If $x_{\alpha, i}$ has no explicit time dependence (as is the case if the system is scleronomic), then $\frac{\partial x_{\alpha ,i}}{\partial t}=0$, so the total kinetic energy becomes:

$$ \begin{eqnarray} T &=& \sum_{\alpha}\sum_{i,j,k}\frac{1}{2}m_{\alpha}\frac{\partial x_{\alpha,i}}{\partial q_{j}}\frac{\partial x_{\alpha,i}}{\partial q_{k}}\dot{q}_{j}\dot{q}_{k}\\ &=& \sum_{j,k}\left(\sum_{\alpha}^{n}\sum_{i}^{3}\frac{1}{2}m_{\alpha}\frac{\partial x_{\alpha,i}}{\partial q_{j}}\frac{\partial x_{\alpha,i}}{\partial q_{k}}\right)\dot{q}_{j}\dot{q}_{k}\\ T &=& \sum_{j,k}a_{jk}\dot{q}_{j}\dot{q}_{k} \hspace{12pt} \square \end{eqnarray} $$

Taking the partial derivative of $T$ with respect to $\dot{q}_{l}$ gives us:

$$ \begin{eqnarray} \frac{\partial T}{\partial \dot{q}_{l}} &=& \sum_{k}a_{lk}\dot{q}_{k} + \sum_{j}a_{jl}\dot{q}_{j}\\ \dot{q}_l\frac{\partial T}{\partial \dot{q}_{l}} &=& \sum_{k}a_{lk}\dot{q}_{k}\dot{q}_{l} + \sum_{j}a_{jl}\dot{q}_{j}\dot{q}_{l}\\ \end{eqnarray} $$

Summing over all $l$ gives us:

$$ \sum_{l}\dot{q}_l\frac{\partial T}{\partial \dot{q}_{l}} = \sum_{k,l}a_{lk}\dot{q}_{k}\dot{q}_{l} + \sum_{j,l}a_{jl}\dot{q}_{j}\dot{q}_{l} $$

All indices are dummy indices so:

$$ \sum_{l}\dot{q}_l\frac{\partial T}{\partial \dot{q}_{l}} = 2\sum_{j,k}a_{jk}\dot{q}_{j}\dot{q}_{k} = 2T \hspace{12pt} \square $$

If the potential doesn't depend on the generalized velocities, then:

$$ \begin{eqnarray} \sum_{l}\dot{q}_l p_{l} = \sum_{l}\dot{q}_l\frac{\partial L}{\partial \dot{q}_{l}} &=& \sum_{l}\dot{q}_l\frac{\partial (T-U)}{\partial \dot{q}_{l}}\\ &=& \sum_{l}\dot{q}_l\frac{\partial T}{\partial \dot{q}_{l}}\\ \sum_{l}\dot{q}_l p_{l} &=& 2T \hspace{12pt} \blacksquare \end{eqnarray} $$

So I guess the equation I originally asked does hold in general, given the two assumptions:

  • No explicit time dependence in the coordinate transformation
  • No explicit velocity dependence in the potential term of the Lagrangian

Your answer looks complicated and I feel it misses the point.

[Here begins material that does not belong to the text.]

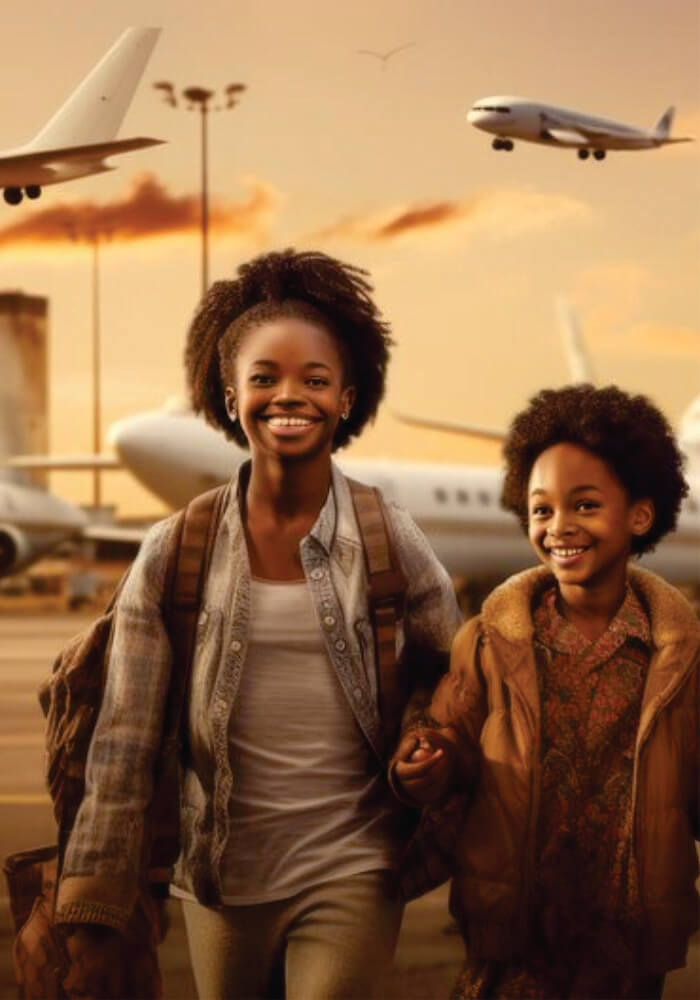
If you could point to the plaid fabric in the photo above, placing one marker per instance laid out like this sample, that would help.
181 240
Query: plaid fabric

The fact that $2T=\sum_l p_l \dot{q}_l$ is fundamentally due to Euler's homogeneous function theorem. This states that $$ \text{if }f(\alpha \mathbf{x})=\alpha^k f( \mathbf{x})\text{, then } \mathbf{x}\cdot\nabla f(\mathbf{x})=kf(\mathbf{x}). $$ When stated like that, I would even hesitate to add a proof - simply differentiate with respect to $\alpha$ and set it to $1$.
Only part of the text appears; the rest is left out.